Did you scan all buses? Was it complaining somewhere? I ask because I'm not familiar with the MoBo and roothorick seems to think you do have sensor chips onboard.

----------

## Helena

Another thing to check: with every kernel upgrade you have to recompile lm-sensors...

----------

## syntec

Yes, I did sensors-detect after re-compiling kernel and I2c re-compile.

 I re-did sensors-detect and saw nothing different than what I posted.

Yes, this Mobo does have sensors because I can see their stats within the BIOS that's what prompted me to try lm_sensors.

I even had it scan smbus as well, but it showed the same results.

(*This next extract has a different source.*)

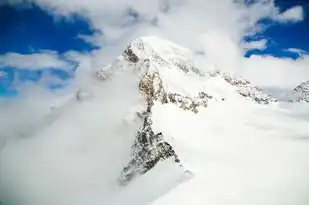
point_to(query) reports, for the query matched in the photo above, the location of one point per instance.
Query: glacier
(155, 128)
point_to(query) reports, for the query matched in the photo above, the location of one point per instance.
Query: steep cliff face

This is very weird.

I'm contemplating Unmerging lm_sensors, I2c and compiling a new kernel to make sure I haven't missed anything.

Will keep you posted.

Thank you

----------

## syntec

ok, I got a little further...

root@roxxen linuxrocks # sensors

eeprom-i2c-0-52

Adapter: SMBus Via Pro adapter at 5000

Memory type:            SDR SDRAM DIMM

Memory size (MB):       512

eeprom-i2c-0-51

Adapter: SMBus Via Pro adapter at 5000

Memory type:            SDR SDRAM DIMM

Memory size (MB):       512

This is at least in a forward direction   :Laughing: 

----------

## syntec

Ok, now we are in Business   :Laughing: 

thanks for all the help   :Cool: 

http://www.synteccore.no-ip.org

----------

## CarlUman

Which of the I2C Hardware Bus support option should be picked for Intel 845 chipset?

Thanks

----------

## QuaffAPint

 *syntec wrote:*   

> Ok, now we are in Business  
> 
> thanks for all the help  
> 
> http://www.synteccore.no-ip.org

 So - what was it that you did to get it working...

----------

## syntec

When creating a new kernel select <*> I2C and underneath that do the same <*> and under those select them ALL as modules <M>

Then emeger i2c and lm-sensors

Then do the "sensors-detect" and answer YES to everything.

Read what is at the end and do EXACTLY what they tell you.

You should have an array of temp/voltage sensors running  :Twisted Evil: 

----------